Mr Justice Jay said in his judgment these were that the judge failed properly to differentiate between public rights of way and highways maintainable at public expense, effectively held Suffolk to a significantly higher standard of care in negligence than imposed under statute, and failed properly to assess or consider the lack of foreseeability of such an accident.
Ms Lyall had been walking through Binney Woods, near Capel St Mary using a footpath which was a public right of way that Suffolk had a duty to maintain and repair.
The path is largely unmade-up but there are wooden bridges over ditches, and lengths of wooden boardwalk over boggy stretches. Ms Lyall slipped on one of the boardwalks and broke her left ankle.
HH Moloney had rejected arguments that Suffolk had a statutory duty to ensure the path was clear of vegetation, and also a common law negligence claim based on a failure to inspect.

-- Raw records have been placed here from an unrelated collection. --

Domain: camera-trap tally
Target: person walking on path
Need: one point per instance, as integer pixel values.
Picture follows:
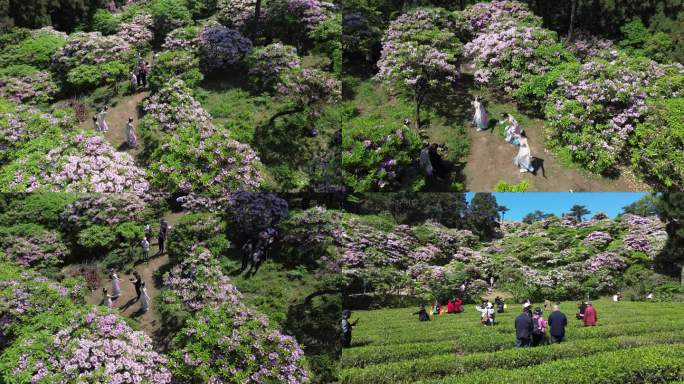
(539, 328)
(422, 314)
(146, 248)
(144, 299)
(523, 159)
(590, 317)
(134, 81)
(131, 138)
(116, 285)
(137, 282)
(557, 323)
(101, 123)
(347, 328)
(163, 233)
(523, 329)
(480, 118)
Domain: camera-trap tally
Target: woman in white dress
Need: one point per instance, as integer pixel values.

But he upheld Ms Lyall’s argument on the need to consider specifying anti-slip measures.
Jay J said: “In my judgment, this is a straightforward case which raises no real issue of principle.”
He said that had Ms Lyall slipped on wet mud or grass on an unmade-up footpath she would have had no claim.
But she slipped on a stretch of wooden boardwalk that Suffolk had chosen to install and “that in my judgment makes all the difference, and transmutes the case into being one of a commission,” Jay J said.
“The foreseeable risk that arose thereby was one that [Suffolk] had both created and foresaw.”
He said HH Moloney’s analysis of whether Suffolk discharged its duty of care was correct and it should have considered the need to install anti-slip measures, but there was no evidence that any risk-assessment was carried out.
Dismissing the appeal, Jay J said:”The risk was greater in shady and damp areas of which the location of the accident was a clear example.
“Had there been evidence demonstrating that the defendant had addressed these factors yet nonetheless decided not to install any anti-slip measures, the claimant may have been in difficulty.”